Suatu hari, setelah membersihkan sisa-sisa di lapisan terdalam mimpi di dalam mimpi, aku mendapati diriku berada di lantai dua mimpi itu. Lantai itu selalu berubah pemandangannya setiap kali aku bermimpi, tetapi satu hal selalu tetap sama: ada batu nisan kristal di salah satu sudut pemandangan.
‘Sekarang aku bahkan bermimpi tentang kuburan.’
Aku menyentuh batu nisan sebagai percobaan. Biasanya, ketika aku memainkan permukaan batu nisan, ‘hari terbahagia’ dari orang yang terkurung di dalamnya akan terungkap seperti realitas virtual. Jadi sekarang, momen terbahagia dari anomali dopamin itu harus direproduksi—
Sebaliknya, sesuatu yang cukup mengejutkan terjadi.
“Apakah kamu ingin melarikan diri dari neraka?”
– ……..
“Apakah kamu ingin hidup damai selamanya?”
Dalam mimpi anomali tersebut, adegan konfrontasi kita terulang kembali.
Aku mengerjap kosong. Mengapa?
– Ah.
Setelah dipikir-pikir, itu menjadi jelas.
Anomali yang dikenal sebagai dopamin tidak memiliki ‘kenangan bahagia’. Ia hidup dari kemalangan manusia sampai akhirnya dimusnahkan.
Dengan demikian.
– Aku hanya memimpikan kehidupan yang menyedihkan.
– Sekarang, aku ingin menjalani mimpi yang bahagia.
Inilah satu-satunya kenangan bahagia bagi anomali tersebut.
– Aku manusia.
Bergemerincing.
Dalam mimpi di dalam mimpi, anomali itu meninggalkan kata-kata tersebut sebagai wasiat terakhirnya dan kemudian hancur berkeping-keping.
Tepat sebelum mati, anomali itu tersenyum lebar.

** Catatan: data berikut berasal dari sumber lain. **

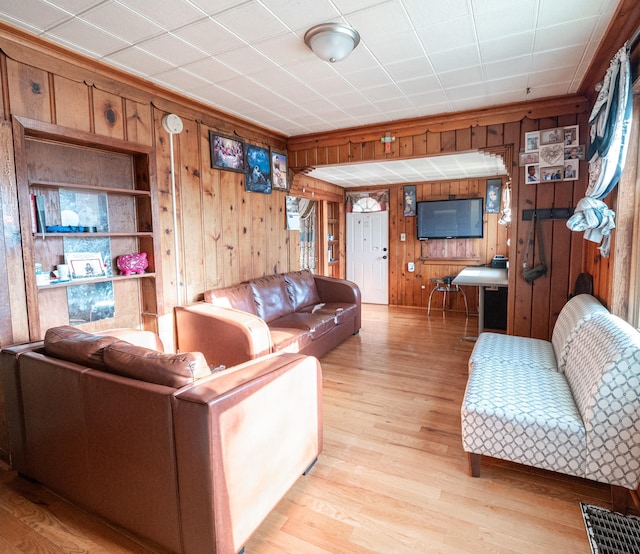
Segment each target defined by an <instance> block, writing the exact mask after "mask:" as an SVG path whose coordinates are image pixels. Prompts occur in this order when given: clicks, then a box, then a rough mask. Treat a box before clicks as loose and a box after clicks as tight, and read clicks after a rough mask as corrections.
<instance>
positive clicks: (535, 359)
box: [469, 332, 556, 373]
mask: <svg viewBox="0 0 640 554" xmlns="http://www.w3.org/2000/svg"><path fill="white" fill-rule="evenodd" d="M482 362H491V363H500V364H504V365H507V366H509V365H512V364H513V365H523V366H524V365H527V366H532V367H536V368H540V369H543V368H544V369H550V370H555V369H556V356H555V353H554V351H553V347H552V345H551V343H550V342H549V341H546V340H540V339H532V338H529V337H516V336H514V335H501V334H499V333H488V332H486V333H481V334H480V336H479V337H478V340H477V341H476V344H475V345H474V347H473V351H472V352H471V356H470V357H469V373H471V372H472V371H473V369H474V367H475V366H476V365H477V364H478V363H482Z"/></svg>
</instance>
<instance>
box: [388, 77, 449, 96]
mask: <svg viewBox="0 0 640 554" xmlns="http://www.w3.org/2000/svg"><path fill="white" fill-rule="evenodd" d="M416 75H419V73H416ZM398 87H399V88H400V90H401V91H402V92H404V93H405V94H408V95H411V94H416V93H418V92H431V91H437V90H441V89H442V87H441V85H440V81H439V80H438V78H437V77H436V76H435V75H426V76H423V77H417V78H416V79H407V80H406V81H401V82H399V83H398Z"/></svg>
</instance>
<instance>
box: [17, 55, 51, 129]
mask: <svg viewBox="0 0 640 554" xmlns="http://www.w3.org/2000/svg"><path fill="white" fill-rule="evenodd" d="M7 80H8V82H9V83H10V86H9V107H10V109H11V114H12V115H21V116H24V117H28V118H30V119H37V120H39V121H45V122H47V123H52V117H51V95H50V90H49V77H48V75H47V72H46V71H42V70H41V69H36V68H35V67H31V66H29V65H24V64H20V63H18V62H15V61H14V60H12V59H9V58H8V59H7Z"/></svg>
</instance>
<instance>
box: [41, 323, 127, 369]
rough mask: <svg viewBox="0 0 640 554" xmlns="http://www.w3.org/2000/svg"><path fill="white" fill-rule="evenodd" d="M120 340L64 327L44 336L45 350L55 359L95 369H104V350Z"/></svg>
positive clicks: (57, 327)
mask: <svg viewBox="0 0 640 554" xmlns="http://www.w3.org/2000/svg"><path fill="white" fill-rule="evenodd" d="M118 340H119V339H117V338H116V337H104V336H100V335H94V334H92V333H87V332H86V331H82V330H81V329H76V328H75V327H71V326H69V325H63V326H61V327H52V328H51V329H47V332H46V333H45V335H44V350H45V352H46V353H47V354H48V355H50V356H53V357H55V358H60V359H62V360H67V361H69V362H74V363H76V364H80V365H84V366H87V367H92V368H95V369H104V367H105V365H104V358H103V352H104V349H105V347H107V346H109V345H110V344H113V343H114V342H118Z"/></svg>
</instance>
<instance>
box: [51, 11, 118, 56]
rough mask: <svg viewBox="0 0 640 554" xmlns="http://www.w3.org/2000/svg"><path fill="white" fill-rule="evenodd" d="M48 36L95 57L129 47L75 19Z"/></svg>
mask: <svg viewBox="0 0 640 554" xmlns="http://www.w3.org/2000/svg"><path fill="white" fill-rule="evenodd" d="M50 34H51V36H52V37H54V38H55V39H56V40H60V41H64V42H65V43H66V44H68V45H73V47H76V48H81V49H82V50H84V51H85V52H91V53H92V54H93V55H94V56H97V57H102V56H105V55H107V54H109V53H110V52H115V51H117V50H120V49H122V48H126V47H127V46H129V43H128V42H125V41H124V40H122V39H120V38H118V37H116V36H114V35H112V34H111V33H108V32H107V31H103V30H102V29H99V28H98V27H96V26H95V25H92V24H91V23H89V22H87V21H83V20H82V19H77V18H76V19H71V20H69V21H65V22H64V23H61V24H60V25H57V26H56V27H55V29H53V30H52V31H51V33H50Z"/></svg>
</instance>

Bagi anomali ini, hari terbahagia adalah saat ia bunuh diri.
“……”
Aku menyaksikan anomali itu berulang kali melakukan bunuh diri dalam mimpi, menikmati kebahagiaan, dan aku harus mengakuinya pada diriku sendiri.
Ada anomali di sini yang bersifat manusiawi—terlalu manusiawi.
Catatan kaki:
[1] La Pietà adalah patung marmer yang dibuat oleh Michelangelo yang menggambarkan momen Yesus diturunkan dari salib dan diberikan kepada ibu-Nya, Maria.